I didn't hear the cars screech to a halt, but one of the trauma nurses did. He ran outside with two emergency department medics to find several people in a car, all of their clothes soaked with blood. The passengers were screaming for someone to help the young man in the front seat, who was unresponsive. The team threw the limp victim onto a gurney, one of several that stand waiting for these types of scenarios, which occur almost nightly at our trauma center.
As the gurney rolled in, I saw a lifeless young man with more gunshot wounds than I could count. I was poised to start a resuscitation effort when a voice behind me announced that three more were coming in. As the team started CPR and checked for cardiac activity, the second and third victims were wheeled in.
A young girl had a gunshot wound to the abdomen that made her writhe in pain. Her movements were slow and her mental functioning impaired, signaling to me that she was in profound shock - she was dying. I caught only a passing glance of the third patient, who had a gunshot wound to the neck and was coughing up blood. Those brief images were enough for me to sum up a desperate situation; I pronounced the first patient dead to concentrate resources on the other critically injured.
The nursing staff rolled the dead man's body into a bed and readied the stall for the fourth patient, who had three gunshot wounds to his the right arm and two to the left. With the emergency medicine physicians, surgery residents and medics working on the two critical patients, I assigned the fourth patient to a capable medical student who courageously accepted the battlefield promotion to intern.
In the swirl of screams and moving figures, my mind drifted to my recent experience in Iraq as an Army surgeon. There we dealt regularly with "mascals," or mass-casualty situations. In Iraq, ironically, I found myself drawing on my experience as a civilian trauma surgeon each time mascals would overrun the combat hospital. As nine or 10 patients from a firefight rolled in, I sometimes caught myself saying "just like another Friday night in West Philadelphia."
The wounds and nationalities of the patients are different, but the feelings of helplessness, despair and loss are the same. In Iraq, soldiers die for freedom, for honor, for their country and their buddies. Here in Philadelphia, civilians die without honor, without purpose, for no country, for no one.

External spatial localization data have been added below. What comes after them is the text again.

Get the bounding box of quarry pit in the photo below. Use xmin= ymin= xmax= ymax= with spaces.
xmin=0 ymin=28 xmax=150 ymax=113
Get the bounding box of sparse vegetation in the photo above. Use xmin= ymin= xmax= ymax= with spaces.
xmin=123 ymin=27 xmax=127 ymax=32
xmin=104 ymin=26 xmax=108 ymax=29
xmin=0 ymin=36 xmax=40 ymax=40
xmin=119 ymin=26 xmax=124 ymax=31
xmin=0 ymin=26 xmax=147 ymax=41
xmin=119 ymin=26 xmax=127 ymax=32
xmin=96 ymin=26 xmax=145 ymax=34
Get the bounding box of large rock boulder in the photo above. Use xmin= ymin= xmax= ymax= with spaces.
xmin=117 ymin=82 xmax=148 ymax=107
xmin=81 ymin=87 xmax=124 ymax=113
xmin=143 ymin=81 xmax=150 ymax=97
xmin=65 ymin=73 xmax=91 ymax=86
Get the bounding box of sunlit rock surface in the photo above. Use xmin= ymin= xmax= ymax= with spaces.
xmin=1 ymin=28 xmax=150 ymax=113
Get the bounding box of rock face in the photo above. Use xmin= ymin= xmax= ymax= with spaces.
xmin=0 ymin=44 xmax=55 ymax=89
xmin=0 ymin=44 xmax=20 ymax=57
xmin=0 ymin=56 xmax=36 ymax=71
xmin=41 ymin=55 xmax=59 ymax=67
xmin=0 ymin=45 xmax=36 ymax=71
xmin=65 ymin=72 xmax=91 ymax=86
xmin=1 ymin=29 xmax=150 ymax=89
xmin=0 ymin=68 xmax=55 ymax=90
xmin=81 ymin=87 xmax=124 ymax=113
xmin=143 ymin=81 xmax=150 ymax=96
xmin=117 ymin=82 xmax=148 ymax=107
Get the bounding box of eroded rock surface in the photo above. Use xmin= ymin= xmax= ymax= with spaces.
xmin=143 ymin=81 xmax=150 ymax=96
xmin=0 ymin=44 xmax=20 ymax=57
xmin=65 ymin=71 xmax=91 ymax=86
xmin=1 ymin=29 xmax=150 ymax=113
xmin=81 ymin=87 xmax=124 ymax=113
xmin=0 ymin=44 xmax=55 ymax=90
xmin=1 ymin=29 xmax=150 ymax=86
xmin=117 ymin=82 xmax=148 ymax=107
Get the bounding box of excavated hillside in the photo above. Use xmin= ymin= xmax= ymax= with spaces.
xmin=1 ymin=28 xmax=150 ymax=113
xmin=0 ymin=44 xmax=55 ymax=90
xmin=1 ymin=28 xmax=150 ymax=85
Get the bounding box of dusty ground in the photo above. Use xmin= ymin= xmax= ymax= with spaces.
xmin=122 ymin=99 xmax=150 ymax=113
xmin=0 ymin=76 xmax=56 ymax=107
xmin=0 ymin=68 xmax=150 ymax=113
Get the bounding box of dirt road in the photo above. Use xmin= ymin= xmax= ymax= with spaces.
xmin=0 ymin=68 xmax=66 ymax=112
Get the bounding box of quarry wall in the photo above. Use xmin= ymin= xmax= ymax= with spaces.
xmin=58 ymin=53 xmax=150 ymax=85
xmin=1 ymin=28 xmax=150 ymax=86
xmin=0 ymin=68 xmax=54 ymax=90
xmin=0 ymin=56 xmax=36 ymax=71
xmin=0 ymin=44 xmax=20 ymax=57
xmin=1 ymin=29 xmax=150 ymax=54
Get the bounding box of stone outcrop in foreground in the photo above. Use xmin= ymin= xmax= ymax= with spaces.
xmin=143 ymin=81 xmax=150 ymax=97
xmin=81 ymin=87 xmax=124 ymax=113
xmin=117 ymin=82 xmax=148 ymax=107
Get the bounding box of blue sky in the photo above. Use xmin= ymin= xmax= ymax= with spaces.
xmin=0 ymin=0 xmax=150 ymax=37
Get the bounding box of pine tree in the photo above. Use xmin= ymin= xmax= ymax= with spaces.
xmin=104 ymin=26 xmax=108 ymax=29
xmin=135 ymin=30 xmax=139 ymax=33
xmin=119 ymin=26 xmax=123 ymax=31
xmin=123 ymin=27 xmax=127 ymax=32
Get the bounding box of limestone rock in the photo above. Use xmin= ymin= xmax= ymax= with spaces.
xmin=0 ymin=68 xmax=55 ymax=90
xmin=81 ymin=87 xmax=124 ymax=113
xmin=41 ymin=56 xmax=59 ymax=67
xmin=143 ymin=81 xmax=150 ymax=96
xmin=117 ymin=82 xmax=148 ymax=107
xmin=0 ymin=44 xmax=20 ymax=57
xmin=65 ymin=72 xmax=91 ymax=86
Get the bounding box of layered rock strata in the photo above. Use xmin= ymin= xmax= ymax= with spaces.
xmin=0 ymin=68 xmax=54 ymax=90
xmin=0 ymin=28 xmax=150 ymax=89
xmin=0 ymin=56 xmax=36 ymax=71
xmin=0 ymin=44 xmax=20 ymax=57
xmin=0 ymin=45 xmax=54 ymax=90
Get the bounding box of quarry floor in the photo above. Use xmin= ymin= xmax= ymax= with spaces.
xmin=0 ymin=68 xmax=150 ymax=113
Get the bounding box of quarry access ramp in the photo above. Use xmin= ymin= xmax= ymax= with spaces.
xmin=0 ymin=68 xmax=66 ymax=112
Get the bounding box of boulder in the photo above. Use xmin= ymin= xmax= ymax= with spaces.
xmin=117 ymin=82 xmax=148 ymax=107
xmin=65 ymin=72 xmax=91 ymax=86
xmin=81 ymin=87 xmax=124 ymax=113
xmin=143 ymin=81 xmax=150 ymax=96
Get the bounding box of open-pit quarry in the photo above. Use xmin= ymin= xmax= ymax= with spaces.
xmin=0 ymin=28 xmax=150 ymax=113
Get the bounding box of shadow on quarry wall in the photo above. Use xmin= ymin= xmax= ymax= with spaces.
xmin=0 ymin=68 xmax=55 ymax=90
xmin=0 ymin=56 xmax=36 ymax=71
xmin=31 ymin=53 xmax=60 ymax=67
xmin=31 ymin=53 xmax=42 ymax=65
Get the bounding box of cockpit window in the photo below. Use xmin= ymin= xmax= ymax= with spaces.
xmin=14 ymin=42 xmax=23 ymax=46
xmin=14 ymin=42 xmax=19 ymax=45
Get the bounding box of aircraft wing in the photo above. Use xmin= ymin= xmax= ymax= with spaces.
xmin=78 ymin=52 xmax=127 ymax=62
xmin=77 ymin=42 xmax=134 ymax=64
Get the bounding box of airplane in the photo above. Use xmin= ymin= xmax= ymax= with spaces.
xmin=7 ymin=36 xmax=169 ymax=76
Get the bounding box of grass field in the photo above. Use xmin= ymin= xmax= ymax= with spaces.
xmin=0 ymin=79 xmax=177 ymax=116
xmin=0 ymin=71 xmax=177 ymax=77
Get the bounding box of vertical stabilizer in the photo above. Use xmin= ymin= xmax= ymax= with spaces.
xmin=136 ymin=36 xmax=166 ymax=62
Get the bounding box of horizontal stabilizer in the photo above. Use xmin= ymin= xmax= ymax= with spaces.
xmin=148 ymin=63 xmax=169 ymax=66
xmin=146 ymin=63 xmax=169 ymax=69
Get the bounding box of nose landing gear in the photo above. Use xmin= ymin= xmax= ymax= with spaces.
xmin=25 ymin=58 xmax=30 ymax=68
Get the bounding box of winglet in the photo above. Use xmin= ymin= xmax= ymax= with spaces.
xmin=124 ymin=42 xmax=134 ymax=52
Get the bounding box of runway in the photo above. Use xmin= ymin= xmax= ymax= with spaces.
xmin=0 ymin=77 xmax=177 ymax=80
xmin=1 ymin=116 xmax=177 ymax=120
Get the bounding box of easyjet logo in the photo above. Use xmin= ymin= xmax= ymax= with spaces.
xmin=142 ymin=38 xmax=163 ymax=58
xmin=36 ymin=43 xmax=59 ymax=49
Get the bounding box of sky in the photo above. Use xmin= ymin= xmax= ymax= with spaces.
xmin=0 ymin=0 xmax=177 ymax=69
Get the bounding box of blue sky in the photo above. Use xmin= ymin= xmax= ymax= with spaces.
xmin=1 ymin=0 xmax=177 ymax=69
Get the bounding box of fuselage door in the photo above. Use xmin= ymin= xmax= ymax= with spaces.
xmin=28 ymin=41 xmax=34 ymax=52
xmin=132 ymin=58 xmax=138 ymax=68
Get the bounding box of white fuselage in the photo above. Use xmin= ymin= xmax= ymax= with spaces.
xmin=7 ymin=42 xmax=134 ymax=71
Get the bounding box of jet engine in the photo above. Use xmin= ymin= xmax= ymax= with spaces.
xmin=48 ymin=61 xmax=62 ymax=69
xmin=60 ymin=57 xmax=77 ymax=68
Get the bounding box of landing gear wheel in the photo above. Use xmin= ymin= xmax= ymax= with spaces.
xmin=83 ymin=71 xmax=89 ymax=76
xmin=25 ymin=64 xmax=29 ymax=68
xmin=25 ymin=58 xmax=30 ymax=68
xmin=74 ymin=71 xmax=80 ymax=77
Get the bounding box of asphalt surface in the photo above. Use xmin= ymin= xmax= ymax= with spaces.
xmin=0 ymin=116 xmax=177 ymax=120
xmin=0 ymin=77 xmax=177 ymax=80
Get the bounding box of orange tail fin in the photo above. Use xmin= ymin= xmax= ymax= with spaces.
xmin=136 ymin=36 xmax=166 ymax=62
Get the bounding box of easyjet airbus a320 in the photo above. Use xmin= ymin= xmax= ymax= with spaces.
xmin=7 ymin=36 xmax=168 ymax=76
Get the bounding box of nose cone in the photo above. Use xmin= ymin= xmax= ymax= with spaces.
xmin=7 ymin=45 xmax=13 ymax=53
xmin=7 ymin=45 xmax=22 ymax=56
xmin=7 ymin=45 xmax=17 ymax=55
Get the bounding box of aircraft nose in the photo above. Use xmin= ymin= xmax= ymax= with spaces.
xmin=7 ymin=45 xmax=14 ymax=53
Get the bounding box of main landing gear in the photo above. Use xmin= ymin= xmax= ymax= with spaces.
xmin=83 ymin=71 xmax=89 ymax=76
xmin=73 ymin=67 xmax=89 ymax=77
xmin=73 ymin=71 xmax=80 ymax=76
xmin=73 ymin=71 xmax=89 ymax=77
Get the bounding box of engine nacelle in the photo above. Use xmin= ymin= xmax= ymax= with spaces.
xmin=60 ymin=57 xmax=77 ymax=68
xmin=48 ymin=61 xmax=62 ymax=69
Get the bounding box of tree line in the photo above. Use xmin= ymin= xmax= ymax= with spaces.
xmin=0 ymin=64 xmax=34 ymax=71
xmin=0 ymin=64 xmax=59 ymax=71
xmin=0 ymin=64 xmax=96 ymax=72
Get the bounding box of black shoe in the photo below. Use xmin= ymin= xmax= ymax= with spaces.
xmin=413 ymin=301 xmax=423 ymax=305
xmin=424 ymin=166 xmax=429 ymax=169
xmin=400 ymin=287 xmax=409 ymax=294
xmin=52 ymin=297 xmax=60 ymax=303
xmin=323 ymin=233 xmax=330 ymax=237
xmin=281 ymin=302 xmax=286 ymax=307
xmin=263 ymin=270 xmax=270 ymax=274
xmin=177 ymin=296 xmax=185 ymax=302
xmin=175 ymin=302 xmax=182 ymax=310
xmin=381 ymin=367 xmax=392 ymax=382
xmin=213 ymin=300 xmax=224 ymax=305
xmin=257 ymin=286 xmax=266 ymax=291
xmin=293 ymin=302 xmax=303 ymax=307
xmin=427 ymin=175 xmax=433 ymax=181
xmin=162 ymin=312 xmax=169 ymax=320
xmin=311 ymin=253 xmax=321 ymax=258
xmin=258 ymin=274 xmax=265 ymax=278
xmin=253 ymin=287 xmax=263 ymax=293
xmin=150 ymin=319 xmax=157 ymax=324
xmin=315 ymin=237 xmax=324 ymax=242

More young men are killed each day on the streets of America than on the worst days of carnage and loss in Iraq. There is a war at home raging every day, filling our trauma centers with so many wounded children that it sometimes makes Baghdad seem like a quiet city in Iowa.
Unlike the Iraq conflict, this war is not on the front pages of America's newspapers or on CNN. You have heard of the Washington-area sniper shootings and the massacre at Virginia Tech. I am sure you have not heard about the "Lex Street massacre," in which 10 people ages 15 to 56 were lined up and shot, execution-style, in the winter of 2000. Seven were killed, three critically injured.
You haven't heard about this tragedy because it happened to inner-city poor people in a crack house in Philadelphia. Imagine, for a moment, if this had occurred in a suburban shopping mall or if a Marine unit in Iraq had been involved. There would be shock, outrage, 24-hour news coverage, Senate hearings, a new color of ribbon to wear. That double standard, that triage of compassion and empathy, is why the war on the streets continues unabated.
John P. Pryor directs the trauma program at the Hospital of the University of Pennsylvania in Philadelphia.